Эмили. Она полагала, что Тей на каком-то уровне не заботится о ней. Какое облегчение узнать, что ее мать заботилась о ней и просто была в замешательстве.
Однажды одна из родительниц спросила меня, не опасно ли извиняться перед детьми. "Но разве им не нужно, чтобы вы были правы, иначе они не будут чувствовать себя в безопасности?" – спросила она. Нет! Детям нужно, чтобы мы были настоящими и подлинными, а не идеальными.
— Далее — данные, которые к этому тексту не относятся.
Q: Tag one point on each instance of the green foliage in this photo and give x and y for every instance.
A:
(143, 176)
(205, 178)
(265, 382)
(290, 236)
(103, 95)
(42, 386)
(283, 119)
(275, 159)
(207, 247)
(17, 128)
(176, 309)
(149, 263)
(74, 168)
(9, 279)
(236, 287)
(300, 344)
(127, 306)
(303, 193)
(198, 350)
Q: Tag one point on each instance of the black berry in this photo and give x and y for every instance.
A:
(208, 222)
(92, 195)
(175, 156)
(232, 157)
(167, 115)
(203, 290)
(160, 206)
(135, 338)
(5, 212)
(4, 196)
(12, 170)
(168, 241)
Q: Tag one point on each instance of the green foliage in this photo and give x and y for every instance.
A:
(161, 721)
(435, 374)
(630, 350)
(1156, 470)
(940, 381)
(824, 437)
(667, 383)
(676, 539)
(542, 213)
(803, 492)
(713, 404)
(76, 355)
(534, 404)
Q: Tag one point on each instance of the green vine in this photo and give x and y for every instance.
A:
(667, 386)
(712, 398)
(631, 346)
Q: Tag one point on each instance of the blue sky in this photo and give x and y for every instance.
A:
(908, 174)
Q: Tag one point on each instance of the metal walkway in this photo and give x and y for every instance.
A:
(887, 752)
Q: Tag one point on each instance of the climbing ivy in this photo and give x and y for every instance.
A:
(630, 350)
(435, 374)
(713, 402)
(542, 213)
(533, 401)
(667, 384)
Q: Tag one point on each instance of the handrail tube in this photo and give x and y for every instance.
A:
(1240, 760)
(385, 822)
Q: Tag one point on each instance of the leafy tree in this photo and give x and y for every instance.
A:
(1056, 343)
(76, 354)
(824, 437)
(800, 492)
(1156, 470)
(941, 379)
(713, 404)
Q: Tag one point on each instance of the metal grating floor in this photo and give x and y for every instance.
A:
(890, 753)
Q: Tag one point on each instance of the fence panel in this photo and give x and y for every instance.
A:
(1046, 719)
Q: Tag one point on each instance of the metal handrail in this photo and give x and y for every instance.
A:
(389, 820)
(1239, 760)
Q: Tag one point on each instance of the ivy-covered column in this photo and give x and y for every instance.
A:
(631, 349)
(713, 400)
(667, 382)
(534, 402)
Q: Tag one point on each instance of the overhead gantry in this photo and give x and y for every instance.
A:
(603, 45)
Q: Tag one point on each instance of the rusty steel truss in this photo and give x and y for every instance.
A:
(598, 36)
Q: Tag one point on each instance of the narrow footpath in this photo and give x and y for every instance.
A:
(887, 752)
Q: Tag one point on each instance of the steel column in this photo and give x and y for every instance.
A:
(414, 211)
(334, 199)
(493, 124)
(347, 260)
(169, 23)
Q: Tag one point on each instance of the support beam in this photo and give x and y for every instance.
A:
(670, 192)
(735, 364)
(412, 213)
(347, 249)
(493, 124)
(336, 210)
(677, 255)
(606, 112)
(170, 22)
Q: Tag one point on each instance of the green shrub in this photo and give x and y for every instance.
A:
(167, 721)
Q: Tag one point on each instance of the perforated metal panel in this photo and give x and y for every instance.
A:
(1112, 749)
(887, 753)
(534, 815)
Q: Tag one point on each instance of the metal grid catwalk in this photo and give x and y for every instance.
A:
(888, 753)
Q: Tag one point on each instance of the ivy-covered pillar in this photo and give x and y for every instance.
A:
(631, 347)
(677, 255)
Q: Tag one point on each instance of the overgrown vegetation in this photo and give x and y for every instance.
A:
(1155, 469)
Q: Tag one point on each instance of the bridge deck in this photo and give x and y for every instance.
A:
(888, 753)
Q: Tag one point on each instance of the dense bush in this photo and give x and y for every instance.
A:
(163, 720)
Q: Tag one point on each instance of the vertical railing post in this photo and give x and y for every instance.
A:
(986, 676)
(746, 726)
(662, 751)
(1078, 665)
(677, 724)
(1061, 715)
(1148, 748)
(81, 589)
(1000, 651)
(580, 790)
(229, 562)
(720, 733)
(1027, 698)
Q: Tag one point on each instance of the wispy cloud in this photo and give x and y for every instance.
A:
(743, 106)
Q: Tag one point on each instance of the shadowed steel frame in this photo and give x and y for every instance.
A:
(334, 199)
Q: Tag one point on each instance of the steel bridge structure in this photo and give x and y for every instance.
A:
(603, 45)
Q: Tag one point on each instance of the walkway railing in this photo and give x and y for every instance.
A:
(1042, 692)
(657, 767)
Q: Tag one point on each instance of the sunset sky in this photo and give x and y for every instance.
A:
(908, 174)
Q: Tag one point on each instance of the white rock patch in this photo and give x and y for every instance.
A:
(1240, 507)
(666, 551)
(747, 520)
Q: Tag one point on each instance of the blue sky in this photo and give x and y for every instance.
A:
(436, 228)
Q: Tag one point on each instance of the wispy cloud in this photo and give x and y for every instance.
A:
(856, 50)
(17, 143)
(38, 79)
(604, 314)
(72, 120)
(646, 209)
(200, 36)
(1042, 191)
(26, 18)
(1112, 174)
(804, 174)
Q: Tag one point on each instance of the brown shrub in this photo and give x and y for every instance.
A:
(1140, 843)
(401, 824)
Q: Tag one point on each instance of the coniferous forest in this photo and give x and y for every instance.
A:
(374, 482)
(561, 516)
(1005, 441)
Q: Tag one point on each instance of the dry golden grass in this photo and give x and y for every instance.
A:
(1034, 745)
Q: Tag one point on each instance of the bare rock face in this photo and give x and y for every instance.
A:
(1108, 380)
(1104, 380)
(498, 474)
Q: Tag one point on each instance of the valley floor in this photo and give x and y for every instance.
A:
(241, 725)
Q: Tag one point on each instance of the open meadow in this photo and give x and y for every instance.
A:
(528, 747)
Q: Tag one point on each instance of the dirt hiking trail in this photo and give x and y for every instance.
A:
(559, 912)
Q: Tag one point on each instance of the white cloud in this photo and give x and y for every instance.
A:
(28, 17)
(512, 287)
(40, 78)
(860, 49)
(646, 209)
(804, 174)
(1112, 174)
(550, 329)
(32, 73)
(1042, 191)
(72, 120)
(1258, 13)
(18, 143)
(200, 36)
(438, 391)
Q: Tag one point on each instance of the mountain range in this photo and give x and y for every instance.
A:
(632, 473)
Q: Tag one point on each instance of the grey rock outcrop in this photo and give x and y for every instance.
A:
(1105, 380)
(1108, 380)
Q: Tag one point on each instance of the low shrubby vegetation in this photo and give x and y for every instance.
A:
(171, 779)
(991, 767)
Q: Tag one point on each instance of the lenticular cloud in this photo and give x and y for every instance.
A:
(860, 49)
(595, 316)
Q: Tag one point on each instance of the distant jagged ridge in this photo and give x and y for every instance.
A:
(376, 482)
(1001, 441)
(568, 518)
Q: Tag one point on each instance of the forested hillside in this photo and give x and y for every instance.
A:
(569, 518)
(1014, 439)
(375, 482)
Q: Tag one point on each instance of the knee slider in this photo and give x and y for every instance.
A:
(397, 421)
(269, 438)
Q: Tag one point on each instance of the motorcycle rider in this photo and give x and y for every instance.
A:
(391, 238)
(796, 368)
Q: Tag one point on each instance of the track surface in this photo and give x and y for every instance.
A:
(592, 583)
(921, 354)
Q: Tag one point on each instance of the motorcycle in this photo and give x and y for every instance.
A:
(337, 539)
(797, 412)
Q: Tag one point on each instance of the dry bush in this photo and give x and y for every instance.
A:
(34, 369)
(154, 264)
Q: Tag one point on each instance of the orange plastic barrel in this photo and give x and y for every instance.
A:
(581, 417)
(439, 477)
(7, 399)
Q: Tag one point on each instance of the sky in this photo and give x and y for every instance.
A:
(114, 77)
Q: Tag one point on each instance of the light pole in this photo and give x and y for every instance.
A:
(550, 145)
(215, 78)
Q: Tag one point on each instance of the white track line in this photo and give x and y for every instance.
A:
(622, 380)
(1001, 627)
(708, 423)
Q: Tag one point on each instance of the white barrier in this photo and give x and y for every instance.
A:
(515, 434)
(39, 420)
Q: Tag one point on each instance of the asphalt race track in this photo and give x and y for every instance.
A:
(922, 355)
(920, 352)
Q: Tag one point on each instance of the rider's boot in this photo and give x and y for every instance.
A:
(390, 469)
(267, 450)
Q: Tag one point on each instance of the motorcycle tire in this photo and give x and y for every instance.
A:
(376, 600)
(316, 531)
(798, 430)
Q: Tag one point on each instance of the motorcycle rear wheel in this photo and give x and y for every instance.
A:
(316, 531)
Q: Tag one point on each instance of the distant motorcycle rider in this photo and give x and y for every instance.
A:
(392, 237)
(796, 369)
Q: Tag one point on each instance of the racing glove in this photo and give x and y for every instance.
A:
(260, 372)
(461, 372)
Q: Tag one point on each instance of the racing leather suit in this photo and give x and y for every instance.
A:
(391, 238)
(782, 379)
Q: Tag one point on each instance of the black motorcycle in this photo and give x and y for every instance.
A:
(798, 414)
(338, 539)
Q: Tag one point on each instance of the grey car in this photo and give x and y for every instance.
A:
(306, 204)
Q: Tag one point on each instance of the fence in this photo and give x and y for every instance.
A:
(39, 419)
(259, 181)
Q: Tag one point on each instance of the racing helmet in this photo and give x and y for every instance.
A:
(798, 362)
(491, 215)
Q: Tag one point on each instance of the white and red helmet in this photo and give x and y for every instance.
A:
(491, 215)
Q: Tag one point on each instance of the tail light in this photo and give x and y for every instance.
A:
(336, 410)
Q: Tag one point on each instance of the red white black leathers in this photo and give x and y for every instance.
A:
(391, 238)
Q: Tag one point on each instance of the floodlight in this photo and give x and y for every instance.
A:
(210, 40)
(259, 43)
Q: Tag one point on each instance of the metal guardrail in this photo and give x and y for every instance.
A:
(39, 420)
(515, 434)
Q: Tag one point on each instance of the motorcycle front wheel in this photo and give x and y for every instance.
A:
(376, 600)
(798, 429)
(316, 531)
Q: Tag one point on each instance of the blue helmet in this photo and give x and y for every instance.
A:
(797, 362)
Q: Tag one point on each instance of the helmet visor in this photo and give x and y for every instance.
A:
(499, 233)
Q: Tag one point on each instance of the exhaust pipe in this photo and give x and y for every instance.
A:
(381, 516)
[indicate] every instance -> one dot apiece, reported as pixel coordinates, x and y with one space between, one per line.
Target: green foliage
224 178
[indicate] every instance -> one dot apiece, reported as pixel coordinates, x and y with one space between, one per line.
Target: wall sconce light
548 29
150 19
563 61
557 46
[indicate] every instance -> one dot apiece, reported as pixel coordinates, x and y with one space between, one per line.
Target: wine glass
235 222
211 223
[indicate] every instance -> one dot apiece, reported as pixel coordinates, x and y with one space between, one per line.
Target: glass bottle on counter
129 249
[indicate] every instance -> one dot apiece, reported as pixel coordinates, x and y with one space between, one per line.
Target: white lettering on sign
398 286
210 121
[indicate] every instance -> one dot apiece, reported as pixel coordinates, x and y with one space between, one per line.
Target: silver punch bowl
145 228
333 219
Вспомните свое детство: заставляли ли вас чувствовать себя "плохим", виноватым или даже ответственным за плохое настроение ваших родителей? Если это случилось с вами, то очень легко попытаться исправить свое чувство вины, заставив кого-то другого чувствовать себя неправым, и жертвами этого слишком часто становятся наши дети.
Собственные инстинкты ребенка подскажут ему, когда мы не в ладах с ним или с происходящим, а если мы будем делать вид, что это так, то притупим их инстинкты. Например, если мы притворяемся, что, как взрослые, никогда не ошибаемся, результатом может стать чрезмерная адаптация ребенка – не только к тому, что говорите вы, но и к тому, что может сказать любой человек. Тогда он может стать более уязвимым перед людьми, которые, возможно, не преследуют его интересы. Инстинкт – это важный компонент уверенности, компетентности и интеллекта, поэтому не стоит повреждать или искажать его.
Я познакомился с Марком, когда он пришел на семинар по воспитанию детей, который я проводил, – его жена, Тони, предложила ему принять участие. В то время их сыну Тоби было почти два года. Марк рассказал мне, что они с женой договорились не заводить детей, но в возрасте сорока лет Тони изменила свое решение. После года попыток и года ЭКО она забеременела.
Учитывая, что мы так много работали, чтобы добиться этого, сейчас, оглядываясь назад, я удивляюсь, насколько смутно я представляла себе жизнь с ребенком. Наверное, свое представление о родительстве я почерпнула из телевизора, где ребенок чудесным образом в основном спит в кроватке и почти не плачет.
Как только родился Тоби, реальность того, что у нас больше нет спонтанности и гибкости, что ребенок – это утомительное занятие, что один из нас постоянно дежурит с ребенком круглые сутки, заставила меня колебаться между чувством обиды, депрессией или тем и другим.
Прошло два года, а я все еще не наслаждаюсь своей жизнью. Мы с Тони не говорим ни о чем, кроме Тоби, и если я пытаюсь заговорить о чем-то другом, то через минуту все возвращается к нему. Я знаю, что поступаю эгоистично, но это не мешает мне чувствовать себя на коротком сроке. Если честно, я не представляю, как буду жить с Тони и Тоби еще долго.
Я попросила Марка рассказать мне о своем детстве. Все, что он смог сказать, – это то, что ему не очень интересно обсуждать это со мной, поскольку это было совершенно нормально. Как психотерапевт, я восприняла "неинтересность" как признак того, что он хочет отстраниться от этого. Я подозревала, что роль родителя вызывает в нем чувства, от которых он хочет убежать.